Archives mensuelles : juillet 2014

Haïti : L’Université Publique du Sud aux Cayes à l’agonie

Etudiants en greve
Etudiants en greve

C’est pour tenter de répondre à la demande de formation universitaire de plus de 40.000 jeunes qui terminent chaque année leurs études classiques en Haïti que le Ministère de l’Éducation nationale et de la Formation professionnelle (MENFP) décida de créer le 7 novembre 1999 aux Cayes le Centre d’Enseignement supérieur technologique (CEST). En 2006, avec le même objectif, mais aussi afin de décentraliser le système d’enseignement supérieur et de former des professionnels et des chercheurs à même de contribuer au développement intégral des régions, il commença à créer des Universités Publiques en Région en transformant le CEST en Université Publique du Sud aux Cayes (UPSAC). En janvier 2007, l’Université Publique de l’Artibonite aux Gonaïves (UPAG) fut créée. Puis, ce fut le tour, en octobre 2007, de L’Université Publique du Nord au Cap-Haïtien (UPNCH) et, en octobre 2011, de l’Université Publique du Sud-Est à Jacmel (UPSEJ).

Un processus d’harmonisation, de consolidation et d’extension du réseau des UPR a été entamé par le MENFP dans le cadre de son plan opérationnel (2010-2015) pour la reconstruction du système éducatif haïtien après le séisme du 12 janvier 2010. Ainsi, l’Université Publique du Nord-Ouest à Port-de-Paix et l’Université Publique du Centre à Hinche et à Mirebalais ouvrirent leurs portes en janvier 2013. Enfin, les préparatifs pour l’ouverture prochaine de l’Université Publique des Nippes, l’Université Publique de la Grand‘Anse et l’Université Publique du Nord-est à Fort-Liberté sont en cours.

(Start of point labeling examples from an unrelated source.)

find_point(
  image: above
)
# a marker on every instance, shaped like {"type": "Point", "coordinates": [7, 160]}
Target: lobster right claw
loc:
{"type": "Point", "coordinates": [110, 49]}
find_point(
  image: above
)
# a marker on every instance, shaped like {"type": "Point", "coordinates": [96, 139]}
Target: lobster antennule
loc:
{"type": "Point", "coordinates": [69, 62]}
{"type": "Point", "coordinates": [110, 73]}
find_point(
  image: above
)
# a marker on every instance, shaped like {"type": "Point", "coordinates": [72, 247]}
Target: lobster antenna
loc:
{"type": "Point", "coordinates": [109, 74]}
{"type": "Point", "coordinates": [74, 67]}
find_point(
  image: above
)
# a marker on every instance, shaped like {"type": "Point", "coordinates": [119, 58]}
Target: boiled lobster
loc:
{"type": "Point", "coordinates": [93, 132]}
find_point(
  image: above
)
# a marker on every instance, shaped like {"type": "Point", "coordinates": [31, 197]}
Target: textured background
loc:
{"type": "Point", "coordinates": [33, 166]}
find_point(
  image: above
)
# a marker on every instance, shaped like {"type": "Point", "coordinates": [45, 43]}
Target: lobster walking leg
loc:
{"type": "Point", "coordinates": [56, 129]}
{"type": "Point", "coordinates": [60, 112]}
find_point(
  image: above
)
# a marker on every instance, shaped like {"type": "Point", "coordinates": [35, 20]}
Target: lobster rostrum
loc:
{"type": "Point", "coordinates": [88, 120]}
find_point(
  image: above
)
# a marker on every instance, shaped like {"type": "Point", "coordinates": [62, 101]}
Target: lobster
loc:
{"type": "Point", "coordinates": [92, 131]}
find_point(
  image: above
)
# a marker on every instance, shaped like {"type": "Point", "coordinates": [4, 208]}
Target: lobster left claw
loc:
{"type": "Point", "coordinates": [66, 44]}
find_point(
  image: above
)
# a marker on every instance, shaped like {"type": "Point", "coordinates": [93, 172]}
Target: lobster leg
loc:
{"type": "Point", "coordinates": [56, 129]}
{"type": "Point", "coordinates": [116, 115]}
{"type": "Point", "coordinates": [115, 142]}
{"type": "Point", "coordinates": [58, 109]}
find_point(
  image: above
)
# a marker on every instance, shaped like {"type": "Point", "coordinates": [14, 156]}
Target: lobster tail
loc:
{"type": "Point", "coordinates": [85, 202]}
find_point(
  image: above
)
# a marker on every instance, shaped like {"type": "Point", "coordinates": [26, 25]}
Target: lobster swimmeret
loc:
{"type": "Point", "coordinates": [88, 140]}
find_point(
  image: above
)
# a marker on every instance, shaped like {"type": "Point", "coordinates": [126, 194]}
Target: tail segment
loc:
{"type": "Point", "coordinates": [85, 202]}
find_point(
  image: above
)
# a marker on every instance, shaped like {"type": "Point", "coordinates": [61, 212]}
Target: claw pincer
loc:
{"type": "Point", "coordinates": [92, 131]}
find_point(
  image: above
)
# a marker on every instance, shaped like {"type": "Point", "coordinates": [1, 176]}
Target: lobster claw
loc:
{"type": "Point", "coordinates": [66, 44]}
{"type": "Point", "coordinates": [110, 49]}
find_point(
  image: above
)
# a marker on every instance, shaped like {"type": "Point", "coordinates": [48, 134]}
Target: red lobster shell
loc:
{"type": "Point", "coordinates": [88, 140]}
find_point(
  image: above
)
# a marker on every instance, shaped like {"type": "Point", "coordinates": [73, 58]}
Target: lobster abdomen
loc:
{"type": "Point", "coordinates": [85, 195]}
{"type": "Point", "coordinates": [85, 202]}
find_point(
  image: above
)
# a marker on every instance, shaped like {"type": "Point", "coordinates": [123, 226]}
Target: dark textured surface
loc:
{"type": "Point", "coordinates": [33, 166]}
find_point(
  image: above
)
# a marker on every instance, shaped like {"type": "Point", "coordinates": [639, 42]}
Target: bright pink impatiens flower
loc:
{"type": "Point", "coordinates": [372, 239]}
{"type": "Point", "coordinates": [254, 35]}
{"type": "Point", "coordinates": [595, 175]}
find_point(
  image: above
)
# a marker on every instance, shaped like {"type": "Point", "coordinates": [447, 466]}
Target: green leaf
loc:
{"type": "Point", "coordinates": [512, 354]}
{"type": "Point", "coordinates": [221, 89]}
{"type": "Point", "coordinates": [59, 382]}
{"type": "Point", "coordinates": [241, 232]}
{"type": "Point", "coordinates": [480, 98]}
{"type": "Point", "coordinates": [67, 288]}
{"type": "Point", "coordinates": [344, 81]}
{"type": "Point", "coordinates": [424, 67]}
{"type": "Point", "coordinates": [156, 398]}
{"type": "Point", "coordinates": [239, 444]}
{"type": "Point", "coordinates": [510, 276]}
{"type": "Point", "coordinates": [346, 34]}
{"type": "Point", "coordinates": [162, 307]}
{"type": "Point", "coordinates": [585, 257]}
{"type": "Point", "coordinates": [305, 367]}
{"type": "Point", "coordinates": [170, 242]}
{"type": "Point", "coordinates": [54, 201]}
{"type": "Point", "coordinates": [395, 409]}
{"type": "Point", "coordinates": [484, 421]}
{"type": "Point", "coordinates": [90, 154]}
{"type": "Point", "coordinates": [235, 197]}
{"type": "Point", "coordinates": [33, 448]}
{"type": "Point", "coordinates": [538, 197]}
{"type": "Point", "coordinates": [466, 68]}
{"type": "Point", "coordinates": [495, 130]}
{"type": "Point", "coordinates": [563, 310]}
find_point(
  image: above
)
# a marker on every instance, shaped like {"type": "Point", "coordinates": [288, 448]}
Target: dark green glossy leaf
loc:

En plus d’une faculté des sciences de l’éducation et d’une faculté des sciences administratives, l’Université Publique des Gonaïves a une Faculté des Sciences infirmières ; celle du Cap-Haitien une École Supérieure de Tourisme ; celles de Hinche et de Jacmel une faculté d’agronomie.

Cela dit, l’université publique du Sud aux Cayes (UPSAC) traverse au moins depuis le 5 novembre 2013 une grave crise institutionnelle. Une affaire de double poste administratif dans la fonction publique donc, de doubles chèques, a mis le feu aux poudres d’une administration décriée, corrompue jusqu’à la moelle selon ses contempteurs, dont des doyens de facultés, en poste à l’époque, des professeurs et de l’administrateur. Il n’en fallait pas plus pour que les étudiants crient au scandale et réclament dans la foulée la démission du prêtre-recteur et de meilleures conditions d’apprentissage. Ils exigeaient aussi la mise à disposition de l’institution de son propre local. La totalité des UPR n’est pas pourvue de campus. Bien que des démarches aient été entreprises sous l’ancienne administration, l’UPSAC fonctionne toujours au local du lycée Claudy Museau, un espace par moment rongé par l’insalubrité disposant de faibles infrastructures sanitaires.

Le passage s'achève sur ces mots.